To celebrate Vancouver's long history of diversity and the city's welcoming, intersectional communities, Tourism Vancouver approached advocates and positive change-makers of the LGBTQ2+ community to speak about how they experience Vancouver and share their interesting projects. Meet the locals:
“Different First Nations territories have their own language and every language has a term for two-spirited people because that's how far back the two spirit comes from. They acknowledge the fact that they have both genders living inside of them, and in our culture they consider it a third gender. We're more than a trend, it's who we are as people.”
“One of the first times I ever walked down Commercial Drive in Vancouver, I remember feeling like nobody was looking at me. I remember that feeling of being totally at peace and ease with myself because I fit in. It was easy to find people who looked like me, acted like me, who enjoyed the same things as me.”
“When I came to here to Vancouver this beauty of the city and this openness of it allows me to be exactly who I want to be. And at the same time hold on to my traditions and wear my Syrian colours proudly. To fit into this mosaic of a city.”
"Every interaction I have with a young person, whether they be LGBTQ identified or not, by bringing my authentic self forward it inspires them to be their authentic selves and find compassion for folks who are different."
“For us it was very special to be in a place where the barbershop where [my partner] would get his haircut really welcomed him with open arms. For me it was a really wonderful experience to see a generation of older Italian men just embrace our family like that. It solidified my feelings about Vancouver as being this place that was welcoming of LGBTQ communities.”

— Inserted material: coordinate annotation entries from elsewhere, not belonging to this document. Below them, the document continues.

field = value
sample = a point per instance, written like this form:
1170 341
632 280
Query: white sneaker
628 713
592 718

“For me two-spirited is basically when you have the male and female spirit inside of you. It’s almost an honour, a blessing, to have two spirits inside of you.”
“We don’t have to wear the rainbow flag and go down to English Bay, we can just go there. We don’t have a movement, we’re part of the city.”
“The second year Queer Film Festival I remember specifically going to a screening a featured Taiwanese lesbians, it was a Taiwanese lesbian love story, and I remember being taken aback and shocked that I was represented on the big screen, to see that kind of recognition."